CUDA error: device-side assert triggered

Hello all, I was wondering if anyone was able to solve the following error. I’m still reading about it on the forums but I’m not understanding what the error is. I’ve tried significantly reducing my data size and using different measures for accuracy.

CUDA error: device-side assert triggered

Update: Switched to CPU to get a more accurate stack trace by doing defaults.device = ‘cpu’ . Updated commit.
Update2: Added some of the print statements I’m using to debug what’s wrong. Getting a better idea!
Update3: Met with a mentor and she pointed out that there was no association with codes.txt in the sample notebook. In the original Camvid dataset there are RGB values associated with each class. However, this is not true in the dataset pulled with the fastai notebook. This was confirmed after I cloned and tried to run the sample notebook from Github. It produced the same error I was getting. Going to try setting up those associations again.

1 Like

Have you verified that your labels are properly indexed, as outlined in the error message at the bottom?

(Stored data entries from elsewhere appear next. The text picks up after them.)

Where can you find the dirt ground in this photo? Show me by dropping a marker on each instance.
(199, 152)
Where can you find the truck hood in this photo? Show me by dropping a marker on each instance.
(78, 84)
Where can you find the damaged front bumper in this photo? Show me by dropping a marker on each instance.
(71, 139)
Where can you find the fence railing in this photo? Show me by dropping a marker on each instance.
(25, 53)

Just confirming if you mean the masked images (as those are called labels in the notebook) or the actual labels of the items.

I suspect the former because I tried printing this and it’s not subscriptable:

Edit: Updated with new commit going through debugging.

The former. I suspect your error is in your get_y_fn, but I’m not quite sure how to fix it - I’d need to debug it more closely. I can look further tomorrow.

1 Like

That would be much appreciated!

Met with one of my data science mentors yesterday and she pointed out some very critical things. Talked about in Update3

Have you looked here

Any updates?

Hi,

Can anyone please have a look at my notebook and advise on how to resolve this error?
Im trying to do image segmentation on the ADE20k dataset and using even a small dataset of 450 images throws the cuda : device side assert error

What happens if you execute:

import torch as pt
mask_values = pt.unique(mask.data)

and compare the length of

mask_values

to

codes

?

My assumption is that there is a mismatch between the pixels values and the codes. If that doesn’t help, can you please replace 400 in the following line with src_size:

data = (il.transform(get_transforms(), tfm_y=True,size=400)
        .databunch(bs=2)
        .normalize(imagenet_stats))